Using the legend provided, classify each statement accordingly. In all cases, assume that taxable income is being adjusted to arrive at current E & P for 2010.

a. Increase

b. Decrease

c. No effect

6. Loss on sale between related parties in 2010.

7. Gain realized, but not recognized, in a like-kind exchange transaction in 2010.

8. Excess capital loss in year incurred.


Problem 1. Six years ago, Coastal Drillers, Inc., redeemed all of the stock owned directly by Jeremiah Cranston (6870 Vinton Court, Los Angeles, CA 90034). At the time of the redemption, Jeremiah and his immediate family members owned 100% of the stock of Coastal Drillers.
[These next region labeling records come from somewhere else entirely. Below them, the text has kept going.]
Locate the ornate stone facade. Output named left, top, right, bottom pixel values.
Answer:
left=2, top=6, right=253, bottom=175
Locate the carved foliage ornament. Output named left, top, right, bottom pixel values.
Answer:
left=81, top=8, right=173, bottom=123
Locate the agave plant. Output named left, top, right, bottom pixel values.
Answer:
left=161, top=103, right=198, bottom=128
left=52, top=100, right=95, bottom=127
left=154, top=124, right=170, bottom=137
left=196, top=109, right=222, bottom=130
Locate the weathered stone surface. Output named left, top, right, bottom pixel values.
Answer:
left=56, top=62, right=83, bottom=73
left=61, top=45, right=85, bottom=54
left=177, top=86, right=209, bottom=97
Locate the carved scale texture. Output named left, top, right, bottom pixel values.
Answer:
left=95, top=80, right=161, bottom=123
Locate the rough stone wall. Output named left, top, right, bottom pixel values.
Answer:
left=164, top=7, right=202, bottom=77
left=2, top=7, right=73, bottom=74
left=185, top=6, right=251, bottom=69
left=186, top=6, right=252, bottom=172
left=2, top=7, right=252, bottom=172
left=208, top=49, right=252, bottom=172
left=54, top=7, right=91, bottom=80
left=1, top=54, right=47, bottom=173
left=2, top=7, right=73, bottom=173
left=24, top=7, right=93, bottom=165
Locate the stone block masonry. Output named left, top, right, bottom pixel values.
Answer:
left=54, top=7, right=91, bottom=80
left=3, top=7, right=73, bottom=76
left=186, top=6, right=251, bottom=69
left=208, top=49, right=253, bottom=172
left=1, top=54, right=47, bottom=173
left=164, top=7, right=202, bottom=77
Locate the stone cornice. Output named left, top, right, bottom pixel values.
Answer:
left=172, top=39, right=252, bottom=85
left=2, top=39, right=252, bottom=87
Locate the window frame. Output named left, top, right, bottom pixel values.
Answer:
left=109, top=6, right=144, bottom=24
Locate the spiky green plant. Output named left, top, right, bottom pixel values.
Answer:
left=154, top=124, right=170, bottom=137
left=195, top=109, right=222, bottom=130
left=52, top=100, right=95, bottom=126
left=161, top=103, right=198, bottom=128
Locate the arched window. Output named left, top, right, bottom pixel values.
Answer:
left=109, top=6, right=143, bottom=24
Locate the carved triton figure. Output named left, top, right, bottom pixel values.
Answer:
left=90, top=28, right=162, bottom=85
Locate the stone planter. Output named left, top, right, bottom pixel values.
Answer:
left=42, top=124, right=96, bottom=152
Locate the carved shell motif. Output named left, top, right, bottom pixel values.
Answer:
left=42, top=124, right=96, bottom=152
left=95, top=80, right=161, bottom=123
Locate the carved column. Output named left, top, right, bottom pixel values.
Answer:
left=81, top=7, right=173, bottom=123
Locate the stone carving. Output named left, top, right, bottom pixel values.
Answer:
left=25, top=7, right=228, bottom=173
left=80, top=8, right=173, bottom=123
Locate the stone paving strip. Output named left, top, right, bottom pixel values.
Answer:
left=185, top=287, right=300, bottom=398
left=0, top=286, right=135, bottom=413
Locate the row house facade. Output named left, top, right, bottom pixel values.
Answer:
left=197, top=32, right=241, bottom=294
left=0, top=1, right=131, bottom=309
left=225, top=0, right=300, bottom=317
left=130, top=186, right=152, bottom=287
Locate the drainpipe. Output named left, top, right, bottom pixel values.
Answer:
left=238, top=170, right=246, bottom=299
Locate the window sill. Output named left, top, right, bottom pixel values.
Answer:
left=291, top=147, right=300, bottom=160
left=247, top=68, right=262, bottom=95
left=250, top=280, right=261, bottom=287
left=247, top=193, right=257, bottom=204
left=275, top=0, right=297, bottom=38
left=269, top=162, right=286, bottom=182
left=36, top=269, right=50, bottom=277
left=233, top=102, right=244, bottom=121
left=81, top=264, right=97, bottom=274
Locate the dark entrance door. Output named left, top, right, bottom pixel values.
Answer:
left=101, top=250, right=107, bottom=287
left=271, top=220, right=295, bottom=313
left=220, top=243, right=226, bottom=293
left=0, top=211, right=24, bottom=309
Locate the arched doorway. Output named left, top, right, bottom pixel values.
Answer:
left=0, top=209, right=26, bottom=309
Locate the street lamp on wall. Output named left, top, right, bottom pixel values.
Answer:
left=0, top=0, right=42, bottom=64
Jeremiah satisfied all of the requirements of the family attribution waiver [under section code 302(c)(2)]; thus, the transaction qualified as a complete termination redemption and resulted in a significant long-term capital gain. Coastal Drillers' E & P at the time of the transaction exceeded the redemption proceeds. Treatment of the redemption proceeds as a dividend would have resulted in a $200,000 greater tax liability for Jeremiah. Now, six years later, Coastal Drillers has offered Jeremiah a consulting engagement. The consulting engagement would be for a one-year term, but options to renew could extend the contract to a total of five years. Assuming all options are exercised, Jeremiah would earn $150,000 under the contract. Based on the terms of the contract, Jeremiah would properly be classified as an independent contractor, not as an employee of Coastal Drillers. Jeremiah has contacted you regarding the effect, if any, of the proposed consulting engagement on the tax treatment of his earlier stock redemption. Prepare a letter to Jeremiah and a memo for the file documenting your conclusions.